Managing in a virtual environment requires rethinking traditional approaches to management and how those tactics translate over calls, video chats and email.

Key management challenges include:

  • Vision casting. Do the vision and company direction “stick” even when management isn’t around? Management needs to find ways to mentor, coach and share its vision in a virtual environment.
  • Autonomy. Can employees understand assignments and self-motivate when working remotely? What feedback and review systems need to be in place to help team members self-correct? Is the team empowered to make specific decisions without waiting for supervisor approval?
  • Meeting Schedules. Finding the balance between focused work time and meeting time can be challenging in any environment, let alone a virtual one. Set guidelines for the length and space between meetings.

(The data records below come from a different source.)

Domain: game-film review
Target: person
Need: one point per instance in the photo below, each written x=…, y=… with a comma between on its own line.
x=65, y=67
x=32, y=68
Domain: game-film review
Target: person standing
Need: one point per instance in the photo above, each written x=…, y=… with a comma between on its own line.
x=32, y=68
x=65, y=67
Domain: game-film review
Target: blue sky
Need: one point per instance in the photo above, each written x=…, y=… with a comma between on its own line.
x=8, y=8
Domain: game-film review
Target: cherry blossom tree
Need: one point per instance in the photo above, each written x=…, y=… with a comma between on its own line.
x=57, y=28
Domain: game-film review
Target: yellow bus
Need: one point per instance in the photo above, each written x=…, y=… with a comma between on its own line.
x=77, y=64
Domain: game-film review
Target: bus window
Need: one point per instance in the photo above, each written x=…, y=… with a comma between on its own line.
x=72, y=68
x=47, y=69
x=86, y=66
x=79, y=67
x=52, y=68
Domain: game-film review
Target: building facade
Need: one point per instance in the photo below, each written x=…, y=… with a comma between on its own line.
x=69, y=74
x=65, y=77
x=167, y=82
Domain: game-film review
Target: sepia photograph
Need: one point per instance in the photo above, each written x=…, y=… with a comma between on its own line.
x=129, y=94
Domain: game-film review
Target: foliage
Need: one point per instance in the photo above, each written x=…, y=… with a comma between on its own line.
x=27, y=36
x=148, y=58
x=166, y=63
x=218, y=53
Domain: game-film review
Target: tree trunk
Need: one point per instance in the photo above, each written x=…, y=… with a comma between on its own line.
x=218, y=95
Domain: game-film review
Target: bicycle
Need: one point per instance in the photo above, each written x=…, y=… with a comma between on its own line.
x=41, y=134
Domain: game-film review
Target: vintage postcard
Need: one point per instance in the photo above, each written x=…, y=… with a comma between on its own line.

You should encourage five-minute meetings driven by agendas, rather than rely on longer, sprawling meetings.

The Art of Simple, Clear Communication

The best virtual teams will learn the importance of packaging the “who,” “what” and “why” of an assignment concisely (e.g., “John needs an article about the history of sword-fighting kittens written and approved by Bob by next Wednesday so we can make it to print in two weeks.”).

This clear communication can reduce friction and clarify details in advance, removing the need for excessive back-and-forth communication. Traditional work communications are plagued by repetitive clarification; virtual teams will relish the time savings of streamlined communication.

Working with Different Personality Types from Afar

A huge factor to keep in mind as you move toward a virtual setting is the difference between tech-oriented people and creative people. To succeed, you need individuals who are self-motivated, and this is even more important in virtual companies.

People with highly technical job responsibilities (developers, programmers, technicians) react differently to tracking their work than those with more creative roles (graphic designers, account representatives, even managers).

The Tech Crowd: Tracking time or task completion makes sense for many tech projects; it helps techies stay motivated throughout lengthy development processes. A large percentage of these workers are introverts who work well alone, and most don’t mind their work being tracked in detail.

The Creative Types: This is where you’ll meet resistance to tracking. When you implement tracking — even logging hours — it interrupts their thought process. The more you track them, the more they feel like drones and the poorer their work is.

The best way to approach tracking with creatives is to focus on results. Face-to-face interactions (including video) help keep them motivated and energized, as many creatives need to bounce ideas off others.

If you have a virtual customer service team, create systems to listen in on representatives’ calls and offer feedback. You can still use customer satisfaction to rate work, but the process should be more involved and intentional.

If you can be completely results-focused for reviews and feedback, that’s great. You can track all employees on your own terms. If you have to bill clients, don’t be afraid to make everyone log hours — just keep in mind that some won’t like it.

 

If you decide to take the plunge and become a more virtual business, be smart about it. Consider what needs to be done differently and what will remain the same. Make your decisions based on what’s best for your company and team, and you’ll find that going virtual will only make your business stronger.